The by election were held on the same dates as 1980 Sugut by-election.

== Background ==
Asmawie Chew Ah Ngok @ Asmawi Chew @ Albert Chew Ah Nyuk, from Sabah People's United Front (BERJAYA), were elected to the state seat of Kemabong in the 1976 Sabah state election, winning the seat from the incumbent United Sabah National Organization (USNO) as BERJAYA won the state election to become the new government party of Sabah.

On 11 March 1980, Chief Minister of Sabah and BERJAYA President, Harris Salleh announced that Asmawi and Sugut assemblyman Betua Abbah have resigned from their state seats. Harris stated the reason given for Asmawi resignation was 'to make way for better representative to serve the constituency'. This necessitates for by-election for both seats to be held, as the seats were vacated more that 2 years before the expiry of the state assembly current term.
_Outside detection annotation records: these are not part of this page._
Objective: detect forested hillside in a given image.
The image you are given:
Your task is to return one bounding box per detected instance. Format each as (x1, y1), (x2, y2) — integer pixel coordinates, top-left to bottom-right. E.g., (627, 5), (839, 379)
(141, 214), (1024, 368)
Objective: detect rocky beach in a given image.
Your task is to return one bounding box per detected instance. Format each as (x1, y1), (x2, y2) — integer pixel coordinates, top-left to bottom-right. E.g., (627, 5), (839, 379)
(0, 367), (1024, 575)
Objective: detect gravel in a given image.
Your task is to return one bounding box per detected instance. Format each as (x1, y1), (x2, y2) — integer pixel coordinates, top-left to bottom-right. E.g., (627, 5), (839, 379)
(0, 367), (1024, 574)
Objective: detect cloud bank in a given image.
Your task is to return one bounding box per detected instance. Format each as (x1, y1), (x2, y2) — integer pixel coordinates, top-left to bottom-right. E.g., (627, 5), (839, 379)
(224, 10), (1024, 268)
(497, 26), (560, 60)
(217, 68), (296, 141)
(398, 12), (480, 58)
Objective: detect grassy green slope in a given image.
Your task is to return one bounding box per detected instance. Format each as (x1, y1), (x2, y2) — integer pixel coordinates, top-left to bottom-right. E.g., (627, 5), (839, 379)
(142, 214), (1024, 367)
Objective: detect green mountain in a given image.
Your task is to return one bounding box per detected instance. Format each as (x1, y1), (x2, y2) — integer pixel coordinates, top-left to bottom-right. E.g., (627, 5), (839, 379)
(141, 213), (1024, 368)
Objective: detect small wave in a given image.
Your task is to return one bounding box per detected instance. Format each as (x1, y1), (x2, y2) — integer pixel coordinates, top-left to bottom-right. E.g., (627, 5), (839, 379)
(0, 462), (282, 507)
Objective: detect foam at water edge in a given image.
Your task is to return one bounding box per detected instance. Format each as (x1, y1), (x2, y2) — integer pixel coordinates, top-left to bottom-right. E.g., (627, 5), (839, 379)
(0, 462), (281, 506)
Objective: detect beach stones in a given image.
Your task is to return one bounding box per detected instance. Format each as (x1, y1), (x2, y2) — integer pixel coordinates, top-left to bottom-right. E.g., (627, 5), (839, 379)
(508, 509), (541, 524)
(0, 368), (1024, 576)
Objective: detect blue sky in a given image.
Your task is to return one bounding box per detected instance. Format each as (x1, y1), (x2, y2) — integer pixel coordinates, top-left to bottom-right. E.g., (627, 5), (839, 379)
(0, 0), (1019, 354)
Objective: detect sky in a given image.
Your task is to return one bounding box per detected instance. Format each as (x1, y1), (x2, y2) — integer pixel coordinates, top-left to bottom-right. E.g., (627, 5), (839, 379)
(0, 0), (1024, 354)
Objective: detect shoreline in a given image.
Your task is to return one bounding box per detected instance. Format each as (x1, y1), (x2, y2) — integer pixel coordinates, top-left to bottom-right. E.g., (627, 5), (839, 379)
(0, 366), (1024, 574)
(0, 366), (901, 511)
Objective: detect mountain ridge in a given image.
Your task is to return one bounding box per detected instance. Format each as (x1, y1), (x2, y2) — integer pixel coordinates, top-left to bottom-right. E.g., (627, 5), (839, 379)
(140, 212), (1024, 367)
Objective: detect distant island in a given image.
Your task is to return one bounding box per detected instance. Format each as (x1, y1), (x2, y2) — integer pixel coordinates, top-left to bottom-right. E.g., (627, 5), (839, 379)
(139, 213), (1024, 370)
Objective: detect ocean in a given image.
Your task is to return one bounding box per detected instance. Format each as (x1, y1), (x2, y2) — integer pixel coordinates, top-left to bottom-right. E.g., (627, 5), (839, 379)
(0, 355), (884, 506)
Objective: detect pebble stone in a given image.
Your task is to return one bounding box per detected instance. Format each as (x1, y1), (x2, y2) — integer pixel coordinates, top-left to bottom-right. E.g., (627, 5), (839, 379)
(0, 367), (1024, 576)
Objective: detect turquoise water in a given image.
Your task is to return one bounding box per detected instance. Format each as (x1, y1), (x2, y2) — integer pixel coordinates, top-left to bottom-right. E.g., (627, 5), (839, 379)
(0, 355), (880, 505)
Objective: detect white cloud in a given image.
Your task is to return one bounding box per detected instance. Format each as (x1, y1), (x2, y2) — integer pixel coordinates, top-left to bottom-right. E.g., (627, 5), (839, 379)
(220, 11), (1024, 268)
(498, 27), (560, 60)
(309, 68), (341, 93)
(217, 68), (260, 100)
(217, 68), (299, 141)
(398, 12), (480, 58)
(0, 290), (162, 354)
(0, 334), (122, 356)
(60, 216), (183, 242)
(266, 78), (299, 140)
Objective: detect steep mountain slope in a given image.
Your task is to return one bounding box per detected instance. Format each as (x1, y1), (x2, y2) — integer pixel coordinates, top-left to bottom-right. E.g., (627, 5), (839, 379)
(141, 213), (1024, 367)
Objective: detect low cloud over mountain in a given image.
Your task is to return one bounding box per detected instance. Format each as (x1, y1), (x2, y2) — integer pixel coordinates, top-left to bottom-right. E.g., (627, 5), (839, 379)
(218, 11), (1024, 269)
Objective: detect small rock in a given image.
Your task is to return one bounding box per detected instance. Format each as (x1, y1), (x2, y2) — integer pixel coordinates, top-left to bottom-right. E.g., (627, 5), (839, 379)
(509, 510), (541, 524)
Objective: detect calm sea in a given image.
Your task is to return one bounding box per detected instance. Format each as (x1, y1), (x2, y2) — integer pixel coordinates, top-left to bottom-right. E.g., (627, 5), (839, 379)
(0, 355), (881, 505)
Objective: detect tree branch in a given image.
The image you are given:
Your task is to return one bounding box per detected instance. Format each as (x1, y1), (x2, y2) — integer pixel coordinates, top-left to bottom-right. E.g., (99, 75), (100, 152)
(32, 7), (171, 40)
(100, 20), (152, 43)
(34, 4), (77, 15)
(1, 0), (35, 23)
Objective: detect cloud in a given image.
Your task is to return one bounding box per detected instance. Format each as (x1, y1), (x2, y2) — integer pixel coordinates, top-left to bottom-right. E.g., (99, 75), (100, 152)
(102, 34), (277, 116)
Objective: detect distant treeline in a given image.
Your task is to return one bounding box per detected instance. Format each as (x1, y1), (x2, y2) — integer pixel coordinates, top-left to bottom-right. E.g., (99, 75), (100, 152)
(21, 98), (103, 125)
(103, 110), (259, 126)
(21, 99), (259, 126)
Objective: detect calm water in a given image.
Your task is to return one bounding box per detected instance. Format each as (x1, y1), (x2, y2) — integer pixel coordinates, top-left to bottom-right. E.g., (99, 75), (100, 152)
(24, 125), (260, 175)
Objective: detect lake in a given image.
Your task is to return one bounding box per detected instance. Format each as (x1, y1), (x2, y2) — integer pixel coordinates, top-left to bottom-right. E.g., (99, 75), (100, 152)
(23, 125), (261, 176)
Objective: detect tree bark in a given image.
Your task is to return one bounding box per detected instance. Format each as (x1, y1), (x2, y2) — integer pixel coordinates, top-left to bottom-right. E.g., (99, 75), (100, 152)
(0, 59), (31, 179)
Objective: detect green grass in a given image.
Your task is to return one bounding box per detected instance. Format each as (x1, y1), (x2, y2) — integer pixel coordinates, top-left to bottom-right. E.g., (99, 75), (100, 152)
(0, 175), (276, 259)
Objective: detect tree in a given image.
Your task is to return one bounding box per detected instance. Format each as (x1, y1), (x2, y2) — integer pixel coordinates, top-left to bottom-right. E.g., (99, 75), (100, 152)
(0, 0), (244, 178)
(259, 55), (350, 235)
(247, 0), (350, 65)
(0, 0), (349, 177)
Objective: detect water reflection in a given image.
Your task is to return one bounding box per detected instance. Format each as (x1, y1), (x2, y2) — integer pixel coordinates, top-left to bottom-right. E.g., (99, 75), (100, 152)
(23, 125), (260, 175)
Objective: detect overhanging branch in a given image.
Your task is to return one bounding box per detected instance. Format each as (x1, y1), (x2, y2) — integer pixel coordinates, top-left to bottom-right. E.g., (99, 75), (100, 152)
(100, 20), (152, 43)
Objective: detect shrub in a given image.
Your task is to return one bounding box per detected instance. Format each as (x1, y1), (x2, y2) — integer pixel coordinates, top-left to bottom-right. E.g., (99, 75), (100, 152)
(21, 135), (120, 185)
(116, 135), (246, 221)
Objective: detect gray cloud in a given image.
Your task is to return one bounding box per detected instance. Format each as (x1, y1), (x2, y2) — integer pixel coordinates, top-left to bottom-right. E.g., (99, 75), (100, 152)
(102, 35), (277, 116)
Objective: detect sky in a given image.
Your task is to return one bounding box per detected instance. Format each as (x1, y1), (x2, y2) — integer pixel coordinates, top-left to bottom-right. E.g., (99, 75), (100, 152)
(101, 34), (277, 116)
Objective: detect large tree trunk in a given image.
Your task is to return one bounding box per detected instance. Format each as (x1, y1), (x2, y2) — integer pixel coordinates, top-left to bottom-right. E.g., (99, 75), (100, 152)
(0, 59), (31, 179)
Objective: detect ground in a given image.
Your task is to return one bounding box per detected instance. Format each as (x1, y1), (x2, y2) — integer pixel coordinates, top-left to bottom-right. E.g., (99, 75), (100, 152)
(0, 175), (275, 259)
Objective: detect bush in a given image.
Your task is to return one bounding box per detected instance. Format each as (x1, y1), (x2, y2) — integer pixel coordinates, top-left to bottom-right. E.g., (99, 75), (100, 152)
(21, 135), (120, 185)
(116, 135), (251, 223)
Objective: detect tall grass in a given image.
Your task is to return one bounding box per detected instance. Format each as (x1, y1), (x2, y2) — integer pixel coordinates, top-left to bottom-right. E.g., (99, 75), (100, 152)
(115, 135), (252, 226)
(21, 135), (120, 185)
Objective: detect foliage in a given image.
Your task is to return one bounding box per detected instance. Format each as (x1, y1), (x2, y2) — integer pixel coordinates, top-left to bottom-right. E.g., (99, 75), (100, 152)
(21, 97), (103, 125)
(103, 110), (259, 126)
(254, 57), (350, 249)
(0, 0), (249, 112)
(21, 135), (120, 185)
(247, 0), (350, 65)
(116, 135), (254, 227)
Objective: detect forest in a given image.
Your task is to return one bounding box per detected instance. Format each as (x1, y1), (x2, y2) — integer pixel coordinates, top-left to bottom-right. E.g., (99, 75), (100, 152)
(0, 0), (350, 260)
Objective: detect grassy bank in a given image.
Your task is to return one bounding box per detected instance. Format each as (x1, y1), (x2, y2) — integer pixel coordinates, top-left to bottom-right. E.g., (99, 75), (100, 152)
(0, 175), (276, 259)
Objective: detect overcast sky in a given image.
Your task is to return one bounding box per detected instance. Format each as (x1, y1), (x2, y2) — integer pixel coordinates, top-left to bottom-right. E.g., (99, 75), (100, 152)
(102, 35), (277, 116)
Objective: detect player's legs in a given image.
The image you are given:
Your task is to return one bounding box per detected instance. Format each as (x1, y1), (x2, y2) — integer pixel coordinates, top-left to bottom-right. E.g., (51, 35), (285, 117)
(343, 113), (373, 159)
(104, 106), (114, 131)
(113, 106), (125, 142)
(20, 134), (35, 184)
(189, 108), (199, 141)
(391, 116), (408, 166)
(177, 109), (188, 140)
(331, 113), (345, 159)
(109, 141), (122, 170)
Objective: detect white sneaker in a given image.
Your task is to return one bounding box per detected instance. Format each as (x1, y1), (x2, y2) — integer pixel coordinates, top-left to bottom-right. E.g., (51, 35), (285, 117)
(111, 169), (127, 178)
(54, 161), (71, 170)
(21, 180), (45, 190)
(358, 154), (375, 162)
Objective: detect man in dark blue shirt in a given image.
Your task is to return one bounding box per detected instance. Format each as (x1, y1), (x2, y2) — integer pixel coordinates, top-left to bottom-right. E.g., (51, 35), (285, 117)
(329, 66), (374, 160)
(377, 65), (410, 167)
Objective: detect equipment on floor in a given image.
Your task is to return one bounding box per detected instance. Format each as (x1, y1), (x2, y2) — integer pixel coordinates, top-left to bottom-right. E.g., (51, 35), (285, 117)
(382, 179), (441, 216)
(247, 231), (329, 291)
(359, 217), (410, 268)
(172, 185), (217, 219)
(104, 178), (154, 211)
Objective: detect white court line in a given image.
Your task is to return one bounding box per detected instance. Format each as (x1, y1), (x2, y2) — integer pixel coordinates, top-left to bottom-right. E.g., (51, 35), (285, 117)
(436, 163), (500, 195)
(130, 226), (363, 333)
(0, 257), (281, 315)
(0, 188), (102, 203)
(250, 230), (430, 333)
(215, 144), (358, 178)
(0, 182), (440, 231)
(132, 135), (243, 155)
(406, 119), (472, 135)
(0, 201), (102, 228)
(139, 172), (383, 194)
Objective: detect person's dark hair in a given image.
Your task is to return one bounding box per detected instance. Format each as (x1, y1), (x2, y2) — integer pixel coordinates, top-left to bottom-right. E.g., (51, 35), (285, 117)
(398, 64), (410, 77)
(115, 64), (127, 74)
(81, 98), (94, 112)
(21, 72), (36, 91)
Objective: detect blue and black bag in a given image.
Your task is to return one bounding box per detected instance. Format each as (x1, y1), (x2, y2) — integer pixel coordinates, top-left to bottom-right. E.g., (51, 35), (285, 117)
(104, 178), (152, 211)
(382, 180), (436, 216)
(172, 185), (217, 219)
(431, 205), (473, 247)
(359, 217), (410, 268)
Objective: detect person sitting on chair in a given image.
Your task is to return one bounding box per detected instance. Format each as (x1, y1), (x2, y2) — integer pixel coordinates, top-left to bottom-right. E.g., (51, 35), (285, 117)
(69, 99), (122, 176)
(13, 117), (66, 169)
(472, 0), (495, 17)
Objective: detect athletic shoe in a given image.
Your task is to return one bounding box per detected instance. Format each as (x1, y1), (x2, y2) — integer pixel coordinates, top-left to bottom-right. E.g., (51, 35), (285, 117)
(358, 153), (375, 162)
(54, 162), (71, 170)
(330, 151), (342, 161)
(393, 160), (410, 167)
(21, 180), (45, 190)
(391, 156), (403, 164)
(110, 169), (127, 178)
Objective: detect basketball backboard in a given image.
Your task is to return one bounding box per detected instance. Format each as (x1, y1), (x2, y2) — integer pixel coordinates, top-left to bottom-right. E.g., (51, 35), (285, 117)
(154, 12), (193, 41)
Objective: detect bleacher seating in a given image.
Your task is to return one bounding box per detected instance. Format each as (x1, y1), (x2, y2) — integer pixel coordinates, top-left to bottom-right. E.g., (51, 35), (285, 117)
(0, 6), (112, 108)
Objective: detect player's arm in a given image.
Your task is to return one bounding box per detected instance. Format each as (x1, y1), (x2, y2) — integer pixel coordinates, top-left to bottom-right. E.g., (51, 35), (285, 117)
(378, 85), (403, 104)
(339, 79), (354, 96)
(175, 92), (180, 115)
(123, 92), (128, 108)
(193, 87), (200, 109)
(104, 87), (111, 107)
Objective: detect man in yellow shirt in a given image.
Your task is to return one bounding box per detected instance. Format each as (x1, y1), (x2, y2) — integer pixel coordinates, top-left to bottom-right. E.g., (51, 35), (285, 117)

Election Commission of Malaysia announced on 4 April 1980 that the by-election for the seat will be held from 21 to 24 May 1980 if there is a contest, with 26 April 1980 set as the nomination day.

== Nomination and campaign ==
After both BERJAYA resignations, USNO said that they would not contest the by-elections, to focus their resources in the upcoming state election.

After nominations at Tenom district office closed on 27 April 1980, it was confirmed there would be a straight fight between BERJAYA and independent for the Kemabong seat. BERJAYA named Justin Anggau, while an independent candidate Sandig Ampara also handed his nomination.

== Timeline ==
The key dates are listed below.

| Date | Event |
|---|---|
|  | Issue of the Writ of Election |
| 26 April 1980 | Nomination Day |
| 26 April-20 May 1980 | Campaigning Period |
|  | Early polling day for postal and overseas voters |
| 21-24 May 1980 | Polling Day |

==Results==

Sabah state by-election, 21-24 May 1980: Kemabong Upon the resignation of incumbent, Asmawi Chew
| Party |  | Candidate | Votes | % | ∆% |
|  | BERJAYA | Justin Sanggau | 2,007 | 74.97 |  |
|  | Independent | Sandig Ampara | 511 | 19.09 |  |
| Total valid votes |  |  | 2,518 | 94.06 |
| Total rejected ballots |  |  | 159 | 5.94 |
| Unreturned ballots |  |  | ? |
| Turnout |  |  | 2,677 | 66.47 | −16.92 |
| Registered electors |  |  | 4,027 |
| Majority |  |  | 1,496 | ? | ? |
|  | BERJAYA hold |  | Swing |  | ? |
Source(s)

==Previous result==

Sabah state election, 1976: Kemabong
Party: Candidate; Votes; %; ∆%
BERJAYA; Asmawi Chew @ Albert Chew Ah Nyuk; 1,598
USNO; Datuk Yaakub Tingkalor bin Lampag; 983
Independent; Pangal bin Engoh; 65
Total valid votes: 2,646
Total rejected ballots: 161
Unreturned ballots: 0; 0.00
Turnout: 2,807; 83.39
Registered electors: 3,366
Majority: 615
BERJAYA gain from USNO; Swing; ?
Source(s) "SABAH_1976_DUN_RESULTS".

==Aftermath==
After BERJAYA candidates were announced as winners, the party president Harris said in an interview that voters have reached political maturity and would not be swayed by opposition propaganda.

Justin would successfully defend the seat in the next year's state election.